FRANKFORT, Ky. — Kentucky now has the most COVID-19 patients taking up ICU beds than at any point in the pandemic.


What You Need To Know

  • Gov. Beshear announced Thursday that Kentucky hit a record for COVID-19 patients in the ICU

  • Hospitalizations are also near a record level, data shows

  • Hospitals across the state are dealing with a shortage of staff

  • Many hospitals have stopped doing elective procedures

Not only are beds filling up to a record level, but hospitals are also dealing with a shortage of staff that makes it difficult to treat people.

“Humpty Dumpty is falling off a 30-story building and there is no parachute and there is no safety net,” Kentucky Public Health Commissioner Dr. Steven Stack said. “We’re entering a time when people with and without COVID are going to get seriously hurt and may well die.”

Gov. Andy Beshear said 21 hospitals in Kentucky face critical staffing shortages, and many are putting a pause on non-emergency procedures.

“This is how hospital systems make money, and they need to make money to stay open, expand, to do things,” he said. “If they are canceling this, it shows that it is that bad.”

COVID-19 patients have filled up several hospitals in Lexington, pushing them to their limits.

“A lot of the patients that we’re seeing are really, really ill,” said Dr. David Dougherty with Baptist Health Lexington. “And I’d like to stress that this is affecting younger people, it seems to be, a lot more than the original strain.”

And most of the people in the hospital — 90% according to the governor’s office— are unvaccinated, meaning the solution to this problem is simple: get your shots.

“Because otherwise, people are getting sick, we’re putting them on ventilators, we’re putting them in the ICUs, we are stopping up the system,” said Dr. Dan Rodrigue with CHI Saint Joseph Health. “And if we don’t do something in the whole system, from all of us on a public health standpoint, it’s not that easy to fix.”
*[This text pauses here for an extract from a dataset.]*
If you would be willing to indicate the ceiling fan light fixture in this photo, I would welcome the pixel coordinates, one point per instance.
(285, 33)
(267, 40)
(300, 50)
The Kentucky Hospital Association reports about a third of all hospital and ICU beds in the state are available, but Beshear said it doesn’t mean anything if there aren’t nurses and doctors to staff them.  

“And again, a bed without a medical professional is just a bed,” he said. “That is not treatment.”

As of Thursday’s report, 481 people in Kentucky are in the ICU with COVID-19, and 242 are on ventilators. 1,708 people are in the hospital with COVID-19, which is also near a record for the Commonwealth.